Violenta, rencorosa, codiciosa, voluble, insolidaria, vengativa, cobarde, suicida, agresora…

Parodiando a Paquita la del Barrio, que ya estará gozando de la supraconciencia de marras.

¿Será porque somos malos por naturaleza?

Ni los grandes filósofos y pensadores han logrado desenredar esa madeja.

¿Será que nuestro tránsito por lo material nos activa y hasta exacerba sentimientos negativos?

Haciéndonos actuar como la gota de agua que se cree separada del océano.

Al fin y al cabo, nuestro origen biológico jamás fue un remanso de ternura.

Nos parió el caos no como un poema, sino como un acto de supervivencia feroz.

Entropía sellada con fuego, a lo largo de millones de años, en nuestro código genético.

Donde subyace, hasta ahora, la bestia que compite por comida, dinero, lujos, energía, territorios, nutrientes….

¿Qué podíamos entonces esperar de nosotros mismos siempre a la defensiva?

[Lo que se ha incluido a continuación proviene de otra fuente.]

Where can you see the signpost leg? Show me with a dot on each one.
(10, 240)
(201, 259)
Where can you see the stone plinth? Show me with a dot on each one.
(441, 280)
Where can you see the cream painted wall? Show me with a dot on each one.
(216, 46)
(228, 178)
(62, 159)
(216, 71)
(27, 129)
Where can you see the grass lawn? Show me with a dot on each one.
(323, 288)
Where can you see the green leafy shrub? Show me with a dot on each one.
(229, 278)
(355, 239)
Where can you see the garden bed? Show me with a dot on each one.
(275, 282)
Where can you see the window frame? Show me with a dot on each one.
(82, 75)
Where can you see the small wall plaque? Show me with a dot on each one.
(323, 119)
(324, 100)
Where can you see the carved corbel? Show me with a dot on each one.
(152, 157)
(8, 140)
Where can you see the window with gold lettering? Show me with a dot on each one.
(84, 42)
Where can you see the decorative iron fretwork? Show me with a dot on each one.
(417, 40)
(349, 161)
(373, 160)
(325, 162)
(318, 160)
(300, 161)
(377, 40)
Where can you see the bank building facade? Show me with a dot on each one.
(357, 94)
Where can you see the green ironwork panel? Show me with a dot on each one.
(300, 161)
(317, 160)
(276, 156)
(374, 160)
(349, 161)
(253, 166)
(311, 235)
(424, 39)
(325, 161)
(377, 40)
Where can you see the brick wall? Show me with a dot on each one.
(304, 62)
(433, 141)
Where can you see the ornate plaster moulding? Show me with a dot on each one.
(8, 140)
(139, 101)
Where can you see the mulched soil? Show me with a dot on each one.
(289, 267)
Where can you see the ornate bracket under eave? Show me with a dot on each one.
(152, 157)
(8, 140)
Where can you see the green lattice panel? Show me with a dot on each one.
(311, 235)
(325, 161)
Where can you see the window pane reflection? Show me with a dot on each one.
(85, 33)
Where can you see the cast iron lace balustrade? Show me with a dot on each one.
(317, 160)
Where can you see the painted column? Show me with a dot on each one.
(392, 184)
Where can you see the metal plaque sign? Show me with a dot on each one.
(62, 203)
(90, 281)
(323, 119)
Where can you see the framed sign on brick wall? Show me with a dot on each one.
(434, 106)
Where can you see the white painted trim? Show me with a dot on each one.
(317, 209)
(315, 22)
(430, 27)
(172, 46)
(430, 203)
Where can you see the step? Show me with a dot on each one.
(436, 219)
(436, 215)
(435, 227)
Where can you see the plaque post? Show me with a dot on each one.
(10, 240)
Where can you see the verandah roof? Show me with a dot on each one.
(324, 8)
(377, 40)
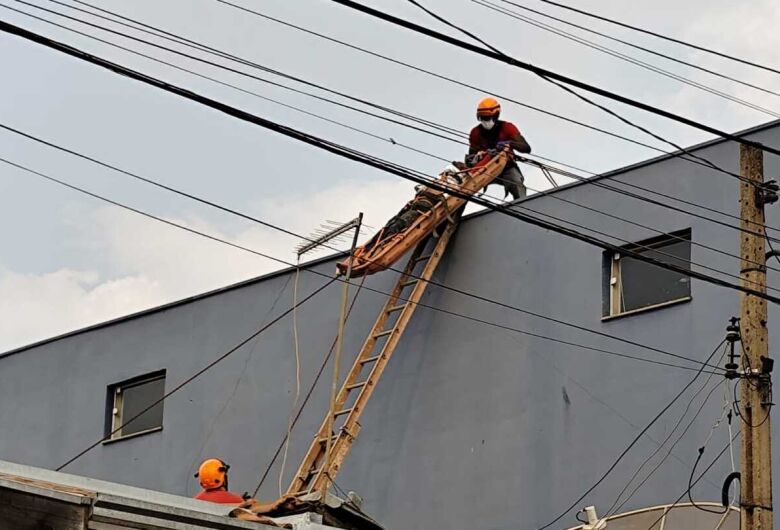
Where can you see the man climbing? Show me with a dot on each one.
(492, 133)
(212, 475)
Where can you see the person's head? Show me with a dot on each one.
(212, 474)
(488, 111)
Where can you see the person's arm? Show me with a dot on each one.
(516, 139)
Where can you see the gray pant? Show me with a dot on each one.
(512, 180)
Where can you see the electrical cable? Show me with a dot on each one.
(624, 57)
(171, 37)
(363, 158)
(287, 76)
(654, 526)
(194, 376)
(665, 457)
(246, 74)
(615, 508)
(233, 392)
(294, 234)
(420, 304)
(617, 190)
(660, 36)
(548, 74)
(504, 97)
(632, 444)
(642, 48)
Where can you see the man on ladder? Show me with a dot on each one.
(492, 133)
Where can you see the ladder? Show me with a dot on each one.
(318, 468)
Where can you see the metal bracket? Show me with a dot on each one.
(766, 193)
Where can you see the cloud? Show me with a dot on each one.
(148, 263)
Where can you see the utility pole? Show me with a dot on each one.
(756, 454)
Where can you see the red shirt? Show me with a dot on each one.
(219, 496)
(481, 139)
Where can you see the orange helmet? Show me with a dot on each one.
(488, 108)
(212, 474)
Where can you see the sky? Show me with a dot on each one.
(68, 260)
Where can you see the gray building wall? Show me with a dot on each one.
(471, 426)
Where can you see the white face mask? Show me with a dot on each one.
(487, 124)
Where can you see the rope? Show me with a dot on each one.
(297, 372)
(308, 395)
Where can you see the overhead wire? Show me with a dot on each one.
(693, 483)
(660, 36)
(391, 140)
(242, 343)
(294, 419)
(384, 293)
(234, 390)
(624, 57)
(252, 76)
(615, 508)
(549, 74)
(191, 378)
(365, 159)
(255, 219)
(220, 53)
(506, 98)
(636, 439)
(564, 85)
(642, 48)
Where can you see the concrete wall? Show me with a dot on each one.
(472, 426)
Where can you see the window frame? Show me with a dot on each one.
(114, 406)
(613, 275)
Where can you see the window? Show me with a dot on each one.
(632, 285)
(130, 398)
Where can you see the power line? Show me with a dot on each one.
(565, 87)
(194, 376)
(549, 74)
(198, 46)
(254, 335)
(245, 216)
(363, 158)
(252, 76)
(693, 483)
(517, 102)
(633, 442)
(642, 48)
(664, 37)
(624, 57)
(287, 76)
(615, 508)
(420, 304)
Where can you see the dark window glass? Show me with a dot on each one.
(630, 284)
(644, 284)
(137, 398)
(131, 398)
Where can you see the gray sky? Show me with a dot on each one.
(69, 261)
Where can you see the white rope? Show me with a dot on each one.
(297, 374)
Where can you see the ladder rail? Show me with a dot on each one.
(301, 477)
(314, 473)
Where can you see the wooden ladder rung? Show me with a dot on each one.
(324, 439)
(342, 412)
(356, 385)
(383, 333)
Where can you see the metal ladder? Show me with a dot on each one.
(317, 471)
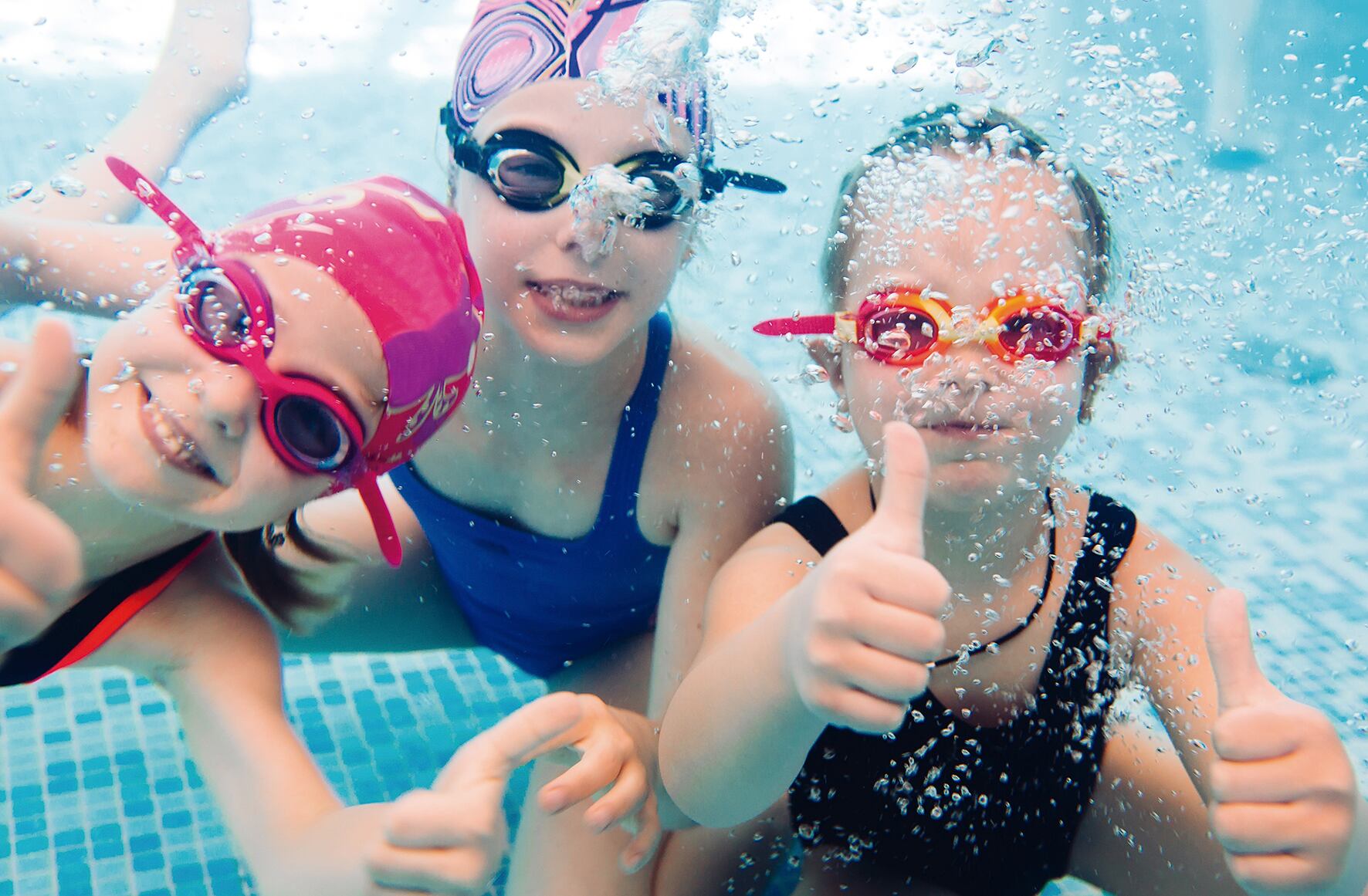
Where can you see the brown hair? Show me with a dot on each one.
(274, 583)
(948, 127)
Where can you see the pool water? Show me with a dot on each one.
(1237, 426)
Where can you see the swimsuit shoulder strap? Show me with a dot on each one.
(815, 522)
(634, 431)
(96, 617)
(1107, 536)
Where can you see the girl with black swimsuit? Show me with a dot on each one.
(932, 646)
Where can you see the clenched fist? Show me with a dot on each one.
(1284, 791)
(866, 621)
(40, 556)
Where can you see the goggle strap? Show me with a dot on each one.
(804, 326)
(186, 230)
(384, 533)
(749, 181)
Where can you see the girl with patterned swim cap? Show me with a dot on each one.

Si bien a lo largo del tiempo logramos cierta redención, o transición de lo reptiliano a lo divino, gracias a las tradiciones filosóficas y místicas, aún seguimos muy lejos de sosegar del todo a la bestia primitiva.

Una verdadera pena porque bien podríamos ejercer el lado trascendente de la conciencia sin tener que morirnos ni clínica ni físicamente.

Sino a través del arte, la música, la meditación, la contemplación, el contacto con la naturaleza y algo tan simple como el abrazo fraterno al amigo, al enfermo, al niño, al anciano, a la vida toda.

En fin, esperemos a ver en qué para todo esto.

Por lo pronto, sigo escéptico, o sea, convencido de que cuando uno se muere, se muere.

En todo caso, de no ser así, cuando esté ya yo del otro lado, prometo a todos mis lectores jalarles de noche el dedo gordo del pie para que se pongan bien mosca.